Desde que descobri quem ele realmente era, dormir tinha se tornado um ato de guerra. Era como tentar descansar ao lado de uma arma carregada — bela, perigosa, silenciosa.

Ele não mentiu. Só não disse tudo.

E agora tudo fazia sentido: o olhar firme demais, o silêncio que dizia mais do que palavras, a forma como me estudava. Como se sempre estivesse avaliando o risco.

Como se eu fosse o risco.

Sentamos à mesa do canto, e Eduardo começou a falar sobre algo da última cirurgia — uma fratura exposta, eu acho. Assenti algumas vezes, balancei a cabeça como se estivesse ouvindo. Mas a verdade?

Eu não conseguia parar de pensar nele.

Lorenzo.

O homem que carrega sangue nas mãos e ainda assim me fazia sentir segura.

O erro mais evidente da minha vida… e ainda assim, eu queria que ele abrisse aquela porta agora e dissesse meu nome.

Idiota.

Inconsequente.

Completamente fora de mim.

— Estela? — Eduardo me chamou. — Você ouviu?

— O quê?

— Eu perguntei se você quer sair de novo. Jantar. Nada demais, só… pra respirar um pouco.

Respirei fundo. Olhei pra ele. Tão bom. Tão simples.

E eu não queria.

Mas como recusar alguém que só tenta te fazer bem?

Como dizer “não” sem parecer ingrata?

Antes que eu pudesse inventar uma desculpa, todos os bipes do andar começaram a apitar de uma vez.

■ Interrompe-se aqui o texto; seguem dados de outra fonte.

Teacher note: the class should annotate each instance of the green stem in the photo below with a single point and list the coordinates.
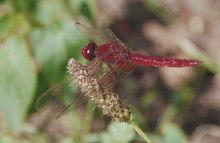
(140, 132)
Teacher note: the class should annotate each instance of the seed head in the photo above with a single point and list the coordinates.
(104, 98)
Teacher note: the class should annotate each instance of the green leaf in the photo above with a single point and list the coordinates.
(18, 80)
(172, 133)
(118, 132)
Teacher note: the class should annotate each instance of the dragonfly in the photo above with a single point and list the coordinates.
(105, 48)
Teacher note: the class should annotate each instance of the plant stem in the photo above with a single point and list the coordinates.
(140, 132)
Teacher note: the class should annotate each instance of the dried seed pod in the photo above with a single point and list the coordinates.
(107, 100)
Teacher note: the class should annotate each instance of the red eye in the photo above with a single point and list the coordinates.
(88, 51)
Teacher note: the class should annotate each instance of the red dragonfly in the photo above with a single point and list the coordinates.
(107, 48)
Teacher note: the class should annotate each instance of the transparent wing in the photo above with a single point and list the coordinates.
(100, 37)
(59, 97)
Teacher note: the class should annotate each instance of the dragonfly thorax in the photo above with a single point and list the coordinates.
(88, 51)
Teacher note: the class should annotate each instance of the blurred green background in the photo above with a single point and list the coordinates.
(37, 37)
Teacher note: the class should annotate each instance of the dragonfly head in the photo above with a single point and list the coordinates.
(88, 51)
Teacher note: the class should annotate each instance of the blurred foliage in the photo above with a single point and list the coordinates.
(38, 37)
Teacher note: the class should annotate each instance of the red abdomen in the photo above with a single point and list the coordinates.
(143, 60)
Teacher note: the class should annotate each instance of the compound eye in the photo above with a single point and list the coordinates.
(88, 51)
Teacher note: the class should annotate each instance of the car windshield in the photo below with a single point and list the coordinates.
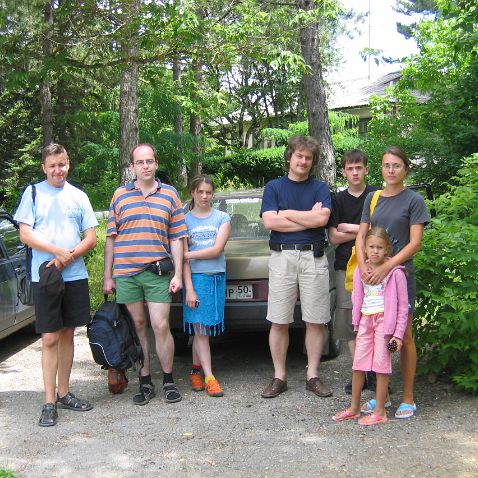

— CÓDIGO VERMELHO NA EMERGÊNCIA — gritou uma voz no alto-falante. — Colisão múltipla. Ônibus escolar. Múltiplas vítimas. Todos os médicos disponíveis, compareçam imediatamente.

O refeitório se esvaziou em segundos. Eu e Eduardo trocamos um olhar rápido e saímos correndo pelo corredor.

Meu jaleco voava atrás de mim. Corações batiam mais rápido. Os sons de passos ecoavam por todos os lados.

Mas mesmo em meio ao caos… ele continuava ali.

Lorenzo.

Cravado em mim como uma bala que não atravessou, mas ficou.